- 02.04.20: Initial Draft
- 06.04.20: Second Draft
- 10.06.20: Post Implementation Revision
- 19.08.20: Short Term Amnesia Alteration
- 01.10.20: Status of Amnesia for 0.34
Whilst most created evidence of malicious behavior is self evident such that any individual can verify them independently there are types of evidence, known collectively as global evidence, that require further collaboration from the network in order to accumulate enough information to create evidence that is individually verifiable and can therefore be processed through consensus. Fork Accountability has been coined to describe the entire process of detection, proving and punishing of malicious behavior. This ADR addresses specifically what a light client amnesia attack is and how it can be proven and the current decision around handling light client amnesia attacks. For information on evidence handling by the light client, it is recommended to read ADR 47.

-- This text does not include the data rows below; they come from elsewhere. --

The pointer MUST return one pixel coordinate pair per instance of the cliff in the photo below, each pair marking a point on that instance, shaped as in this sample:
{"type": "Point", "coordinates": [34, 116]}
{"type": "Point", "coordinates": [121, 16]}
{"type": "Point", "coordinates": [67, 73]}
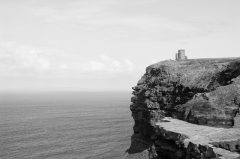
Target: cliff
{"type": "Point", "coordinates": [187, 110]}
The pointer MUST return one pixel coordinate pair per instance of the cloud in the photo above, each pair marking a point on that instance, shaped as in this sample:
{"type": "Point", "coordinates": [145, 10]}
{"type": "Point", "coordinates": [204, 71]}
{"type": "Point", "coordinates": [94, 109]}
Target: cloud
{"type": "Point", "coordinates": [19, 57]}
{"type": "Point", "coordinates": [108, 64]}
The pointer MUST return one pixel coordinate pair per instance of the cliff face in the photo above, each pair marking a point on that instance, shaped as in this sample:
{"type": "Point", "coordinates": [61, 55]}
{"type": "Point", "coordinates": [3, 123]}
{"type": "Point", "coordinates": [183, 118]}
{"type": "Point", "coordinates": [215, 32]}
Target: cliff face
{"type": "Point", "coordinates": [175, 100]}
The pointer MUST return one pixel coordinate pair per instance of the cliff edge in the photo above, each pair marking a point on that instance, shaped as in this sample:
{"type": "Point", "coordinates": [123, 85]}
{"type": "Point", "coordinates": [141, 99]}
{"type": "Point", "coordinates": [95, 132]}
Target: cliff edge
{"type": "Point", "coordinates": [187, 109]}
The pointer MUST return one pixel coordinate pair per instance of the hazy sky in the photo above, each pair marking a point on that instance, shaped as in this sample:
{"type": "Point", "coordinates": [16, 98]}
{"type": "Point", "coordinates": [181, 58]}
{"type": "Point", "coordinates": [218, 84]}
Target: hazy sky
{"type": "Point", "coordinates": [100, 45]}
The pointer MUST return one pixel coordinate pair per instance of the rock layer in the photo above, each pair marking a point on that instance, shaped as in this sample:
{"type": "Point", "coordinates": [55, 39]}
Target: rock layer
{"type": "Point", "coordinates": [201, 92]}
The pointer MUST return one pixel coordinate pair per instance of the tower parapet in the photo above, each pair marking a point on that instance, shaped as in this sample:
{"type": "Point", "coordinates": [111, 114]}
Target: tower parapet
{"type": "Point", "coordinates": [180, 55]}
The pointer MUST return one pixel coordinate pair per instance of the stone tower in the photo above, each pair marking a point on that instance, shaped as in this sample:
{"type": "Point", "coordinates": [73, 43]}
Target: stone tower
{"type": "Point", "coordinates": [180, 55]}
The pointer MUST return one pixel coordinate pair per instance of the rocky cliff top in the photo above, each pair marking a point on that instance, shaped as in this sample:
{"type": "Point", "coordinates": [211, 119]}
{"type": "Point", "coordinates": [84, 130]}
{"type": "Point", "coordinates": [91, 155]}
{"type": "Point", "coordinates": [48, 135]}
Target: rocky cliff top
{"type": "Point", "coordinates": [199, 91]}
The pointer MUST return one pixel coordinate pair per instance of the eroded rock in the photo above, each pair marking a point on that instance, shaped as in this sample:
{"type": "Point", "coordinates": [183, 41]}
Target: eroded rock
{"type": "Point", "coordinates": [201, 92]}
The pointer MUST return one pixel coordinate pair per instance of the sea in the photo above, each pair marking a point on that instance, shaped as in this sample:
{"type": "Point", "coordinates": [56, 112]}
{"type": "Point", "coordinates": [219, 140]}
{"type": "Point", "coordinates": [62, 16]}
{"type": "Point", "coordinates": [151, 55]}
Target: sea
{"type": "Point", "coordinates": [65, 125]}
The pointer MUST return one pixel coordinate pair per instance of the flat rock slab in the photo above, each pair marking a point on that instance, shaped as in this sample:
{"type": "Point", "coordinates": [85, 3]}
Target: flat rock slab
{"type": "Point", "coordinates": [224, 142]}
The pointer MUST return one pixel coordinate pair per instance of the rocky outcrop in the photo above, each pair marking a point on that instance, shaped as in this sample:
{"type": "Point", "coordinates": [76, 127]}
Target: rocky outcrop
{"type": "Point", "coordinates": [198, 94]}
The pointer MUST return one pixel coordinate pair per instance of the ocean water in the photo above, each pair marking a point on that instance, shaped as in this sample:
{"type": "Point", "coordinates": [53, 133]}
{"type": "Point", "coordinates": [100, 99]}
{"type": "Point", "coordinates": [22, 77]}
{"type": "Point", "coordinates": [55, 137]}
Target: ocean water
{"type": "Point", "coordinates": [70, 125]}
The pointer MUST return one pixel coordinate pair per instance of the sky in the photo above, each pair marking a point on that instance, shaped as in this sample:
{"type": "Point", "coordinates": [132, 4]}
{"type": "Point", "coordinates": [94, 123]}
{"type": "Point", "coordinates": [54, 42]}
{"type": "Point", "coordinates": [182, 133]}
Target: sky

The schematic below explains a scenario where an amnesia attack can occur such that two sets of honest nodes, C1 and C2, commit different blocks.
- C1 and F send PREVOTE messages for block A.
- C1 sends PRECOMMIT for round 1 for block A.
- A new round is started, C2 and F send PREVOTE messages for a different block B.
- C2 and F then send PRECOMMIT messages for block B.
- F later on creates PRECOMMITS for block A and combines it with those from C1 to form a block
This forged block can then be used to fool light clients trying to verify it. It must be stressed that there are a few more hurdles or dimensions to the attack to consider.For a more detailed walkthrough refer to Appendix A.
The decision surrounding amnesia attacks has both a short term and long term component. In the long term, a more sturdy protocol will need to be fleshed out and implemented. There is already draft documents outlining what such a protocol would look like and the resources it would require (see references). Prior revisions however outlined a protocol which had been implemented (See Appendix B). It was agreed that it still required greater consideration and review given it's importance. It was therefore discussed, with the limited time frame set before 0.34, whether the protocol should be completely removed or if there should remain some logic in handling the aforementioned scenarios.
The latter of the two options meant storing a record of all votes in any height with which there was more than one round. This information would then be accessible for applications if they wanted to perform some off-chain verification and punishment.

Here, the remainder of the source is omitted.